A War Elephant is a well-trained, heavily armored, living, breathing battering ram.  You can stop one, but most likely, you won’t.  They are too big and too strong.   Your walls will lie in ruins long before you do enough damage to stop a War Elephant.

A War Pig has no training and no armor.  A War Pig is nothing more than a frightened squealing pig.  The only advantage of a War Pig is that War Elephants are deathly afraid of them.

You thought they feared mice, didn’t you?  According to written records, War Pigs were used in more than just this one battle.  In 266 BC, the siege of Megara was broken when the War Elephants bolted at the sight of flaming War Pigs running their way.  The Romans used War Pigs (and War Rams) in 275 BC against Pyrrhus.  There are other instances.

What in all that is holy does this have to do with stenography?

You are a steno War Elephant.  You are well trained.  You are heavily-armored with techniques to keep you writing strong and clear.  The walls of your steno class cannot hold you.  You will push until they fall.  Victory will be yours.  Nothing can stop you.  Nothing.

Except a steno War Pig.

What is a steno War Pig?  It is the same thing as a real War Pig.  It is nothing.  It cannot influence your battle.  It is weak.  It is insignificant.  It has no power.

Unless you fear it.

Why do you let your test nerves control you?  You know they detract from your abilities.  You know they keep you from achieving your best score.  You know that your scores would rise without them.

Chill out, steno babies.  You’re doing it to yourselves.

What Steno Briefs Should you Learn Right Now?

As court-reporting students, you are faced with a constant flood of new outlines to learn.

Nobody knows all of them, and nobody can learn all of them right now.

And that begs the question, “What briefs should you learn right now?”

The answer is elegant and simple: learn the ones that give you the most trouble.  A word that shows up time after time after time is a better candidate to be briefed than one that appears sporadically.

Here’s an example:  Learning a brief for “record” is much more important than learning a brief for “reformation.”  “Record” is a very popularly used term.  Knowing “reformation” is nice, but it isn’t very popular and the stroke itself is probably a bit hard.  When you learn “record,” you are solving a problem that you face every day.  You can’t say that about “reformation.”

Am I saying that you should never learn a brief for “reformation”?  No, not at all.  You will probably learn it when you learn “reform,” but even “reform” is not as popular as “record.”  I would learn “reform” way down the steno avenue after I learned “record.”  As to “reformation,” I decided long ago that the brief was too hard.  I am much better off using two easy strokes, rather than one hard one.  If “reformation” was more popular, perhaps I would look for an easier brief.

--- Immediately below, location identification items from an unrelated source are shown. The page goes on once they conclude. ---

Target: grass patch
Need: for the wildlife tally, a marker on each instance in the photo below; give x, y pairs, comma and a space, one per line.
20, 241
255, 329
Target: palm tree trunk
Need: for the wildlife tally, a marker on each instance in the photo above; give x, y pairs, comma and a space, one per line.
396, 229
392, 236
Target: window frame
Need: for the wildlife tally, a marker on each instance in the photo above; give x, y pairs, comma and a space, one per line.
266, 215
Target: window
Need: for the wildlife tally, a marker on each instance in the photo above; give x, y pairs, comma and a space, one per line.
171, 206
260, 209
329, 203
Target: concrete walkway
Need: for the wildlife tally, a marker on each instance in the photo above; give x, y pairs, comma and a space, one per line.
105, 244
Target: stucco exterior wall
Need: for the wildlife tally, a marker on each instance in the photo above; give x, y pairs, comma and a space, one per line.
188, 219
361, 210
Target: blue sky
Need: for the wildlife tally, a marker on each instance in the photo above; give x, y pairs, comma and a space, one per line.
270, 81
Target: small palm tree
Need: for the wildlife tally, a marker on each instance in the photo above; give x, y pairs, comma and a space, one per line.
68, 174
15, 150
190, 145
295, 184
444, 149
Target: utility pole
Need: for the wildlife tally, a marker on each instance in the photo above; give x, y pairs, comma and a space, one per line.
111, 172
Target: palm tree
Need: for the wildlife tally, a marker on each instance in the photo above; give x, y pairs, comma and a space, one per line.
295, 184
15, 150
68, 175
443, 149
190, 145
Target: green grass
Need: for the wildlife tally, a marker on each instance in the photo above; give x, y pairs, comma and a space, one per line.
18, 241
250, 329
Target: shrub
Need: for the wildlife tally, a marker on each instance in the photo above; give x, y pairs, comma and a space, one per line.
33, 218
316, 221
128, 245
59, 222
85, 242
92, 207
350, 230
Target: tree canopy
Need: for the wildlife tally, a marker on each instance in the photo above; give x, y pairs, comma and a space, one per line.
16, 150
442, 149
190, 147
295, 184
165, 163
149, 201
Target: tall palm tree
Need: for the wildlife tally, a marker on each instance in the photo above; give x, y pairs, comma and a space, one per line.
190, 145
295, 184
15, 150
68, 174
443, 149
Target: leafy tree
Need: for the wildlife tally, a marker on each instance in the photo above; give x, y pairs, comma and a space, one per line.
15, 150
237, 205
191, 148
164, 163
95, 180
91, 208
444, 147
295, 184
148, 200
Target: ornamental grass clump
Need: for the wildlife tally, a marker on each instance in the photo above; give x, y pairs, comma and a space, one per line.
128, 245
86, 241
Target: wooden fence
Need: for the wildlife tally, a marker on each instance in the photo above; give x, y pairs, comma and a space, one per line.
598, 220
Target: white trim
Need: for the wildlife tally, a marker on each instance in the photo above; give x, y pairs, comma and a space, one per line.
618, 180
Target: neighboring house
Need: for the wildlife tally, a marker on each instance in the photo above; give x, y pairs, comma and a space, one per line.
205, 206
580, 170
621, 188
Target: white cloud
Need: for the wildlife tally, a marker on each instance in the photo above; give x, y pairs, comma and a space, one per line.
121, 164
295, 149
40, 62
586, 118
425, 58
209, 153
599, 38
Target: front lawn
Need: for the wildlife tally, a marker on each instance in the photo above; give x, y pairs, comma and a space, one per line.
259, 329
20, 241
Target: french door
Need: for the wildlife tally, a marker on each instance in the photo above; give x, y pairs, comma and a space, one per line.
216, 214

What are the briefs that show up the most?  That’s fairly easy to figure out.  Review your dictations, and write down the problem words.  From that list, pick out a few of the really popular ones, and work on their outlines.

Review your drills.

Make a list of problem words.

Memorize the most popular words on your list.

I have much more detailed methods that we can talk about another day, but if you follow the simple plan that I just outlined, and you will have an effective method of memorizing briefs.